Optogenetic Cybernetic Translations

Lenticular Prints, Installation

2016-2017

Installation of four lenticular prints at the San Diego Art Institute, San Diego, California (viewer video walk by), 2017

In the series Optogenetic Cybernetic Translations, I am investigating the artist and the scientist as translators of data that illuminate connections in the broader world. My collaborator, scientist Mike Avery, is researching optogenetics, a technique that uses light to manipulate neurons in the brain. I used images from his lab: histological brain sections stained with immunohistochemical markers and imaged with confocal microscopy. I then explored how artificial intelligence might interpret these brain scans, creating metaphors for what the future might hold as technology infiltrates our fields. I used computer vision software, which is a technology concerned with the automatic interpretation, analysis, and understanding of information from a single image, to interpret the brain scans.

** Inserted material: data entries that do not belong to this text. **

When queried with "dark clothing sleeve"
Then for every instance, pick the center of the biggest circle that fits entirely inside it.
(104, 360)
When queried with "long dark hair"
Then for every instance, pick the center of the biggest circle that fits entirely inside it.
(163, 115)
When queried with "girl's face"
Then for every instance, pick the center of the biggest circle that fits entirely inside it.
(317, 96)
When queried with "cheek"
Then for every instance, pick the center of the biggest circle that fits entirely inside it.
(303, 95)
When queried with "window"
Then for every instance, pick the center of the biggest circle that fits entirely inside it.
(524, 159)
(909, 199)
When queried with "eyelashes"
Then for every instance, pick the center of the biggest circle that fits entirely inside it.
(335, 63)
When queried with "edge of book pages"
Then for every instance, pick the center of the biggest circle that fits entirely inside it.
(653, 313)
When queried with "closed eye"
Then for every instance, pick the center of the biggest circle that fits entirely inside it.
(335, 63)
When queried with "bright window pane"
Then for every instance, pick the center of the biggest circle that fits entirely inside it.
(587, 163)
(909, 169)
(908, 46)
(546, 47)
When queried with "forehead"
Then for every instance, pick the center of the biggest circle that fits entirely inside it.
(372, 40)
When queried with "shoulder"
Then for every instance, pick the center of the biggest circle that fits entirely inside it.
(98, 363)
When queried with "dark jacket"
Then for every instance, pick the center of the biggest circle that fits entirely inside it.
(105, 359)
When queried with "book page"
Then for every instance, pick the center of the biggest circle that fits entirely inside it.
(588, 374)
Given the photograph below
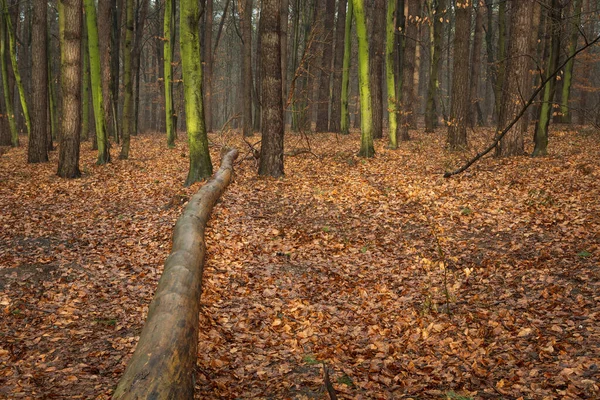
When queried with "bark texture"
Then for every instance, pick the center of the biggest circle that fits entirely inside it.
(459, 105)
(517, 78)
(70, 21)
(38, 147)
(162, 366)
(271, 152)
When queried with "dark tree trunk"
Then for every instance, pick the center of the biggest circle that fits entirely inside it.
(376, 59)
(38, 147)
(407, 105)
(71, 21)
(271, 152)
(246, 98)
(459, 106)
(517, 78)
(322, 123)
(338, 60)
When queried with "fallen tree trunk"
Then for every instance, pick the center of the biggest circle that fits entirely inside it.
(162, 365)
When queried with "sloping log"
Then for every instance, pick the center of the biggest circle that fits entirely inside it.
(162, 365)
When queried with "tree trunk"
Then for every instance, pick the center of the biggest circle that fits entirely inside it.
(208, 69)
(390, 78)
(246, 27)
(541, 131)
(5, 83)
(573, 29)
(436, 28)
(475, 116)
(96, 77)
(376, 68)
(323, 88)
(366, 118)
(14, 61)
(338, 60)
(200, 164)
(104, 30)
(408, 70)
(517, 78)
(127, 81)
(459, 105)
(169, 46)
(344, 112)
(70, 21)
(38, 147)
(164, 360)
(271, 152)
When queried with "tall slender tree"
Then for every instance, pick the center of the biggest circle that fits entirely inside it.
(366, 118)
(459, 105)
(345, 113)
(271, 152)
(169, 47)
(246, 98)
(517, 77)
(70, 23)
(38, 147)
(390, 76)
(376, 68)
(338, 60)
(127, 81)
(200, 164)
(96, 80)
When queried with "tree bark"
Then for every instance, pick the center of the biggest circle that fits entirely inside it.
(323, 89)
(246, 27)
(459, 105)
(70, 21)
(271, 152)
(366, 115)
(191, 66)
(408, 70)
(96, 80)
(38, 147)
(517, 78)
(376, 68)
(162, 365)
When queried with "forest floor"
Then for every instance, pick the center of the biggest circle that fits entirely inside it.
(406, 284)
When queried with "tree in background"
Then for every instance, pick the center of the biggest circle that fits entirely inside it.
(70, 22)
(459, 104)
(390, 76)
(271, 151)
(38, 147)
(366, 118)
(96, 78)
(200, 164)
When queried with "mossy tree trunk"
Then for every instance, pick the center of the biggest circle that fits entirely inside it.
(345, 112)
(70, 22)
(169, 45)
(127, 81)
(392, 103)
(271, 152)
(366, 114)
(200, 164)
(5, 82)
(546, 109)
(96, 82)
(38, 147)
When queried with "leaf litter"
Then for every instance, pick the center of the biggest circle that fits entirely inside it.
(406, 285)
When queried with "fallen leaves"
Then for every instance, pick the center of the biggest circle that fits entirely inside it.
(336, 263)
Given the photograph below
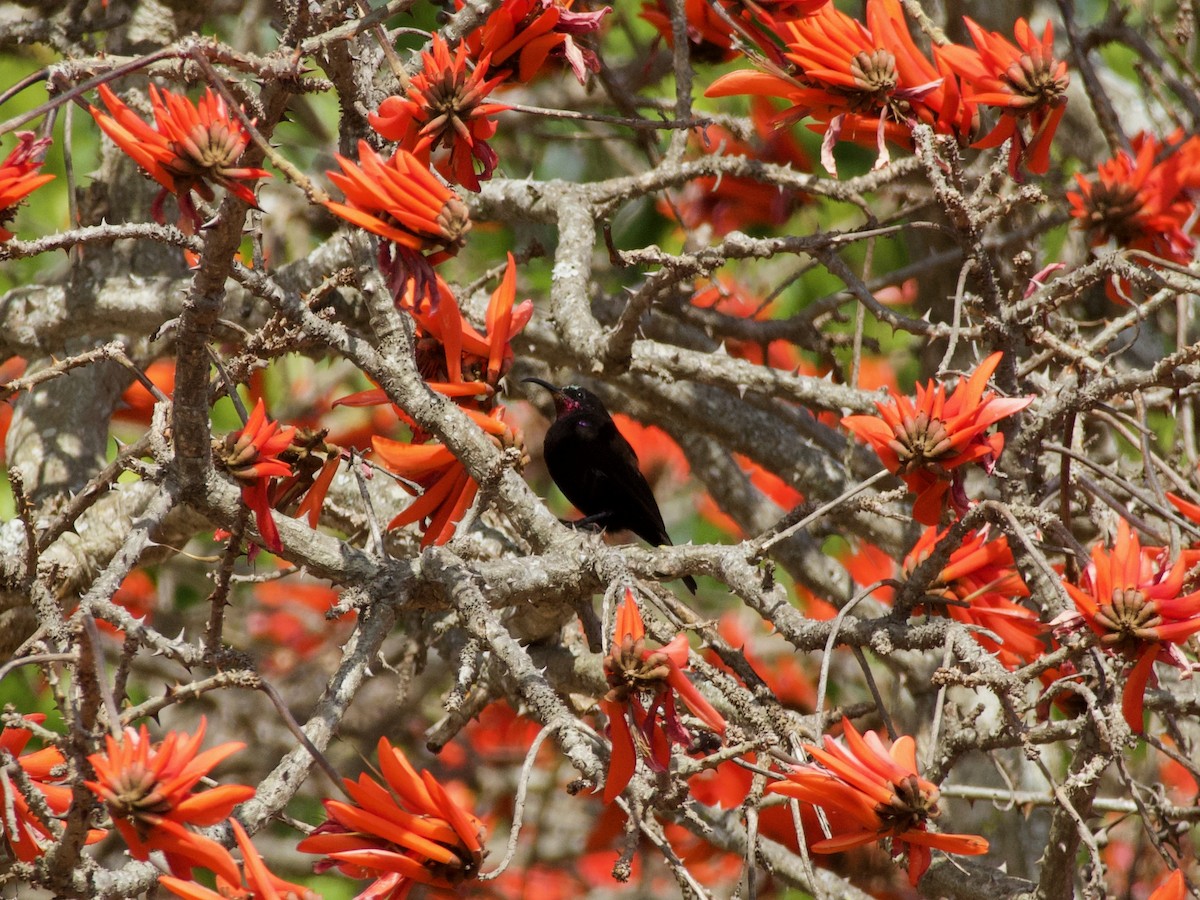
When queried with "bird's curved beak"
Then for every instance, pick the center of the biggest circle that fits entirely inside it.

The results of this interpretation included an aurora, fireflies, bioluminescence, rust or texture, light, and military night vision. I paired each brain scan with its corresponding AI translation, resulting in interesting metaphors between cognition and a world full of beautiful, or potentially frightening, phenomena. By allowing our collaborative work to be interpreted by a third party, we are acknowledging that our work is larger than ourselves and never wholly under our control.